Professor Spence was chairman of the independent Commission on Growth and Development (2006 – 2010), a global policy group focused on strategies for producing rapid and sustainable economic growth, and reducing poverty. He also serves as a consultant to PIMCO, a senior adviser at Oak Hill Investment Management, and as a member of the board of the Stanford Management Company as well as a number of public and private companies.
Professor Spence sits on the Academic Committee of Luohan Academy. Luohan Academy is an open research institute initiated by the Alibaba Group and launched by world-renowned social scientists, including six Nobel Prize laureates in economics. It aims to address the most important global challenges and working for the humanity’s long-term future.
A rhodes scholar and the recipient of many honors and awards, Professor Spence was awarded the Nobel Memorial Prize in Economic Sciences in 2001 and the John Bates Clark Medal from the American Economics Association in 1981. He joined New York University Leonard N Stern School of Business as a professor of economics in September 2010. He is a senior fellow at the Hoover Institution and the Philip H Knight Professor Emeritus of Management in the Graduate School of Business at Stanford University.

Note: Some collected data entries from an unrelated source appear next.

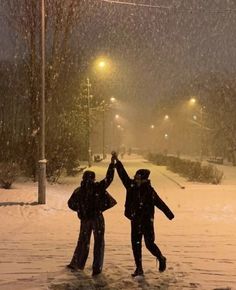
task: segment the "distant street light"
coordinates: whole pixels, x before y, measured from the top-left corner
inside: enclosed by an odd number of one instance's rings
[[[165,115],[164,119],[165,120],[169,120],[169,116],[168,115]]]
[[[155,126],[154,126],[154,125],[151,125],[151,126],[150,126],[150,128],[151,128],[151,129],[154,129],[154,128],[155,128]]]
[[[120,116],[118,114],[115,115],[116,120],[118,120],[120,118]]]
[[[197,100],[196,100],[196,98],[192,97],[192,98],[189,100],[189,102],[190,102],[191,105],[194,105],[194,104],[197,102]]]
[[[204,106],[202,106],[201,104],[199,104],[197,102],[197,99],[195,97],[192,97],[189,100],[189,103],[191,105],[196,105],[198,104],[200,106],[200,161],[202,161],[202,156],[203,156],[203,109],[205,108]],[[193,119],[196,121],[197,120],[197,116],[194,115]]]
[[[106,66],[106,62],[105,62],[104,60],[102,60],[102,61],[100,61],[100,62],[98,63],[98,66],[99,66],[100,68],[104,68],[104,67]]]
[[[116,98],[111,97],[111,98],[110,98],[110,101],[111,101],[112,103],[115,103],[115,102],[116,102]]]

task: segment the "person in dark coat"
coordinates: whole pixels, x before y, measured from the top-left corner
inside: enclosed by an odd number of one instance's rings
[[[80,224],[79,239],[74,255],[68,268],[83,270],[89,254],[91,234],[94,234],[93,273],[98,275],[102,272],[104,258],[104,232],[105,224],[103,211],[116,204],[115,199],[106,191],[114,177],[114,158],[108,167],[106,177],[100,182],[95,182],[95,173],[85,171],[81,186],[76,188],[68,200],[70,209],[77,212]]]
[[[131,179],[123,164],[118,160],[116,153],[113,153],[116,160],[118,175],[126,188],[125,216],[131,220],[131,242],[136,270],[133,277],[143,275],[142,266],[142,237],[147,249],[159,261],[159,271],[166,269],[166,257],[164,257],[155,244],[154,233],[154,211],[155,206],[159,208],[170,220],[174,214],[158,196],[151,182],[148,179],[150,171],[139,169],[134,179]]]

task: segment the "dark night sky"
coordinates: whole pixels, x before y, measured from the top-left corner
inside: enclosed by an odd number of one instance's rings
[[[190,79],[212,73],[235,78],[236,0],[129,2],[171,9],[83,0],[73,38],[83,60],[105,54],[113,61],[113,95],[148,107]],[[13,56],[9,34],[2,24],[1,58]]]
[[[92,2],[86,1],[87,5]],[[168,95],[188,77],[207,73],[235,75],[236,1],[136,3],[179,4],[179,8],[91,5],[83,14],[86,27],[82,25],[81,30],[81,47],[114,57],[120,64],[119,73],[126,74],[126,89],[131,95],[155,99]]]

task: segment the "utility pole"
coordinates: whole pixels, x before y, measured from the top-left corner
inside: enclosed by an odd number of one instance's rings
[[[40,160],[38,171],[38,203],[46,203],[45,159],[45,0],[41,0],[41,102],[40,102]]]
[[[203,106],[200,108],[200,161],[203,157]]]
[[[103,101],[103,110],[102,110],[102,158],[105,159],[105,101]]]
[[[91,142],[90,142],[90,88],[91,88],[91,83],[89,78],[87,78],[87,107],[88,107],[88,111],[87,111],[87,118],[88,118],[88,166],[91,167]]]

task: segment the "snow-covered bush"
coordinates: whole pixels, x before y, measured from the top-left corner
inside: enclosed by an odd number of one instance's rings
[[[159,165],[159,166],[167,165],[167,156],[165,156],[163,154],[149,153],[148,156],[147,156],[147,159],[152,161],[156,165]]]
[[[223,172],[213,165],[202,165],[197,161],[161,154],[149,154],[148,159],[157,165],[166,165],[169,170],[188,178],[190,181],[219,184],[223,178]]]
[[[20,173],[19,166],[14,162],[0,163],[0,186],[9,189]]]

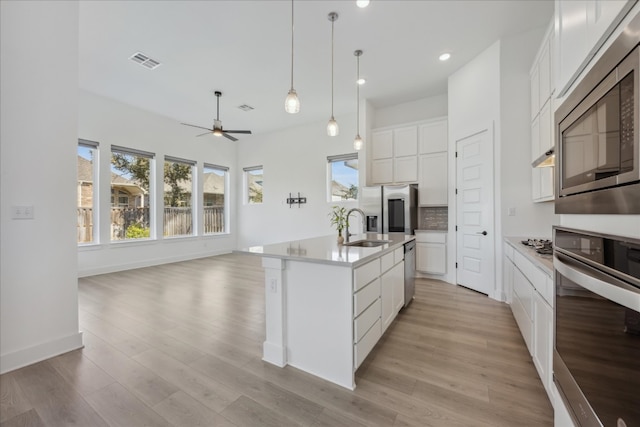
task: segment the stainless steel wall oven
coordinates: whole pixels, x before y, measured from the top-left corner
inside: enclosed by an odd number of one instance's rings
[[[640,240],[554,227],[553,377],[581,427],[640,426]]]
[[[556,213],[640,213],[640,16],[555,114]]]

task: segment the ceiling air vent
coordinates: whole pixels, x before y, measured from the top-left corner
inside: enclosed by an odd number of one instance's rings
[[[253,107],[251,105],[247,105],[247,104],[239,105],[238,108],[241,109],[242,111],[251,111],[251,110],[253,110]]]
[[[129,57],[129,59],[150,70],[153,70],[154,68],[158,68],[160,66],[160,62],[156,61],[155,59],[149,58],[147,55],[145,55],[142,52],[134,53]]]

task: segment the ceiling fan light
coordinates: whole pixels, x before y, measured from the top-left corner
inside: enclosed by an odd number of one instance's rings
[[[222,129],[218,129],[218,128],[214,129],[213,134],[215,136],[222,136]]]
[[[338,122],[336,122],[336,119],[331,116],[331,119],[327,124],[327,134],[329,136],[337,136],[338,133],[340,133],[340,129],[338,129]]]
[[[289,114],[296,114],[300,112],[300,100],[295,89],[291,89],[287,94],[287,99],[284,101],[284,109]]]
[[[440,56],[438,57],[438,59],[439,59],[440,61],[446,61],[446,60],[448,60],[449,58],[451,58],[451,54],[450,54],[450,53],[447,53],[447,52],[443,53],[442,55],[440,55]]]
[[[356,0],[356,6],[362,8],[369,6],[369,0]]]
[[[364,141],[362,140],[360,135],[356,135],[356,139],[353,140],[353,149],[356,151],[360,151],[362,150],[363,146],[364,146]]]

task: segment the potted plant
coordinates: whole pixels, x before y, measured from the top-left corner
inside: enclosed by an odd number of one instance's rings
[[[329,214],[331,225],[335,225],[338,230],[338,244],[344,243],[344,237],[342,237],[342,230],[349,226],[347,222],[347,209],[341,206],[334,206],[333,210]]]

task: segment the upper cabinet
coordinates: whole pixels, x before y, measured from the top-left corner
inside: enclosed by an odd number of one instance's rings
[[[554,32],[549,27],[531,67],[531,161],[553,148]],[[554,199],[553,167],[533,168],[531,193],[535,202]]]
[[[448,203],[448,129],[442,118],[420,125],[419,206],[446,206]]]
[[[556,88],[564,95],[636,0],[555,2]]]
[[[374,129],[370,184],[418,182],[418,126]]]
[[[447,119],[424,123],[420,128],[420,154],[447,151]]]

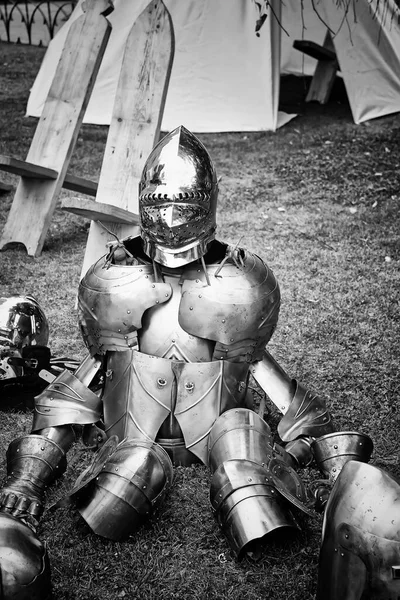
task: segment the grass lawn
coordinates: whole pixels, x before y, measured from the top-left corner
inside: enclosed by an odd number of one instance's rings
[[[1,43],[0,51],[0,154],[25,158],[36,120],[24,111],[44,50]],[[242,238],[280,282],[270,352],[326,398],[337,429],[372,437],[372,464],[400,477],[400,118],[355,125],[340,81],[326,106],[307,105],[304,96],[304,81],[284,81],[282,106],[300,116],[277,133],[199,136],[222,178],[218,237],[232,244]],[[98,178],[106,134],[83,127],[72,173]],[[0,197],[0,229],[12,198]],[[22,248],[0,253],[0,295],[36,296],[54,356],[85,356],[74,306],[87,230],[87,221],[57,209],[40,257]],[[5,457],[32,417],[1,418]],[[275,432],[273,407],[266,419]],[[91,456],[76,444],[49,502],[72,487]],[[238,562],[214,521],[208,490],[205,467],[175,469],[157,518],[125,543],[96,537],[73,510],[45,513],[39,536],[48,543],[55,600],[311,600],[322,517],[299,515],[296,538],[267,544],[258,562]]]

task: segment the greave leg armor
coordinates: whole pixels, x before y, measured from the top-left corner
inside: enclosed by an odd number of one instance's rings
[[[139,439],[124,440],[106,460],[100,451],[88,473],[71,497],[92,531],[114,541],[127,539],[152,515],[173,479],[164,448]]]
[[[279,529],[300,529],[289,502],[307,514],[306,489],[269,426],[245,408],[224,412],[209,436],[210,500],[238,556]]]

Professor Spence served as Philip H Knight professor and dean of the Stanford Business School from 1990 to 1999. Before that, he was a professor of economics and business administration at Harvard University, chairman of its economics department, and dean of its Faculty of Arts and Sciences. He earned a PhD from Harvard University in 1972, a BA/MA from Oxford University in 1968 and a BA (summa cum laude) from Princeton University in 1966.